Not so long ago, I wrote about my ongoing issues with ordering a gyro. (Scroll down to item 5 on the link.) The issue is this -- do I pronounce something correctly and only achieve blank stares from the guy behind the counter, or even worse, have him try to correct me, or do I go with the flow and say what he's expecting to hear so I can just get my damned lunch? If you have any question which option is my default, you should be aware that I've been known to argue with people in paper hats about the size of a drink I want.
Me: I'd like a small coke with that, please.
Paper Hat Boy: We don't have a small. We have "medium" or "Large".
Me: Uh...no you don't. "Medium" means midway between two other sizes.
PHB: (stares at the menu board behind him.) But we only have two sizes. We don't have one between them.
Me: My point EXACTLY!
PHB: (Stares blankly at me. Picks his nose nowhere near as surrreptitiously as he thinks.)
Me: Fine! I'll have the fucking Medium.
PHB: (Smiles as the planets realign for him). Would you like to super-size that?
It's not that I don't realize the futility of my quest, it's just that I hate voluntarily participating in fucking up the language.
Look, I have no problem whatsoever with new-word coinage -- there's often a need for new words and even when there isn't, sometimes they're just fun. I, for one, intend to use malamanteau in conversation at my earliest convenience - conversational comprehension be damned! I also have no problem with regionalisms. There's nothing wrong with the fact that the very same thing is referred to differently in different places. It may sound weird to me to ask for a bottle of pop in the Midwest, but I'm more likely to get what I actually want by using that word. On the other hand, I'll continue saying Y'all instead of the vastly inferior, Youse guys. (My father used to say that your level of ignorance is directly related to which side of the Mason-Dixon Line you're standing on.)
Anyway, what got me started on this again is a post I saw this morning on (the customer is) Not Always Right.

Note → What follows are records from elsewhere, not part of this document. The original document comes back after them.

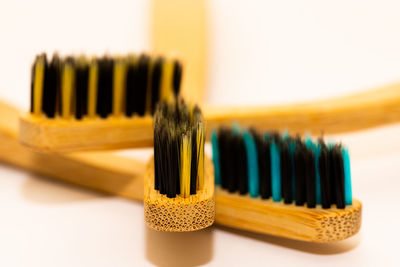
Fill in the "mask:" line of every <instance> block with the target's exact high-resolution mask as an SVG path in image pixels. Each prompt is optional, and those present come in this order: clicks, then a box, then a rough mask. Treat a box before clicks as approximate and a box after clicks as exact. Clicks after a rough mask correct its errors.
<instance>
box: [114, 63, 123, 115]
mask: <svg viewBox="0 0 400 267" xmlns="http://www.w3.org/2000/svg"><path fill="white" fill-rule="evenodd" d="M125 81H126V62H125V61H124V60H122V59H121V60H118V61H117V62H116V63H115V65H114V79H113V115H114V116H120V115H122V114H123V112H122V111H123V109H124V103H125V101H124V99H125Z"/></svg>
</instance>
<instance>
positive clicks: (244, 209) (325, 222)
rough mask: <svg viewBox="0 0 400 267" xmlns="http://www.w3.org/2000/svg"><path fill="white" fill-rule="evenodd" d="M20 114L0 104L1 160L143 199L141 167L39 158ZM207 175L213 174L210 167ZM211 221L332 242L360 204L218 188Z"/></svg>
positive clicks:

If you haven't visited, it makes for a really good alternative to just laughing at cats, even though, sometimes it seems like the guy who sent in his anecdote is actually the stupid one in the equation. The post in question was this one. The noted workplace here is "Restaurant" without any real illumination as to the supposed quality of the restaurant, but it's placement in Orlando and the fact that they have an item on their menu called Bruschetta Chicken Pasta (I can't even imagine what the fuck that is), may be a clue. I'll be generous and assume it's at least an Italian themed restaurant. And it's entirely beside the point that the customer and the server both come off sounding at least equally dense.
No, the point is that, moron though he may be, the customer has pronounced bruschetta correctly. Bruschetta is Italian, and Italians pronounce "ch" as a hard "k". Always. Like Chianti, and Machiavelli, and church! (O.K., that last one only works for Scottish.) And I'm not even going to get into the whole thing about why bruschetta and crostini aren't the same damned things and that a tub of chopped up tomatoes with garlic and other stuff, but no toast of any sort is not bruschetta either -- please look that stuff up and use the correct appellations and feel free to argue with servers even if they're just victims of their own menus. It'll be a solidarity thing with us.
Is it wrong that it galls the living shit out of me that this server is 1.) so proud of pronouncing a word wrong that s/he feels the need to make fun of someone who is actually pronouncing it the right way, 2.) goes out of his/her way to tell the entire internet, and 3.) while obviously having access to the internet, didn't bother to look it up before crowing about it?
I'm going to force myself to get over it by ordering some bruschetta from Anima. Not only do they have really good food, but as long as they can figure out what I'm ordering, they'd never be so crass as to embarrass me by correcting my pronunciation.
On a different subject, but also something that can keep me awake at night...you guys never had the honor of meeting Connie and Chung. They were the cats I had before I was blogging, so they had to settle for just being normal pets instead of Internationally Known Sensations. They did a fine job of it. When Chung died, I buried her in the backyard and planted a tree over her grave. (I'm pretty sure it's illegal to bury a pet in your backyard in NYC, so, Shhhh!--Don't tell anybody!) Anyway, not long after Chung's funeral, I was walking down a side street and saw a tree that has haunted me ever since. The tree had been planted above a pile of rubble, and, for some reason, as the tree grew, the roots forced themselves a foot or more above-ground and they brought the rubble with them, horribly embedded and clearly visible right there in the tree-trunk! The tree I planted over Chung's grave is fairly slow growing, but I still have this horrible vision of walking into the backyard some day and seeing Chung's skeleton rising up to taunt me. (I'm sure she'll be artistically posed with fangs bared in a silent snarl and claws reaching out to savage me.)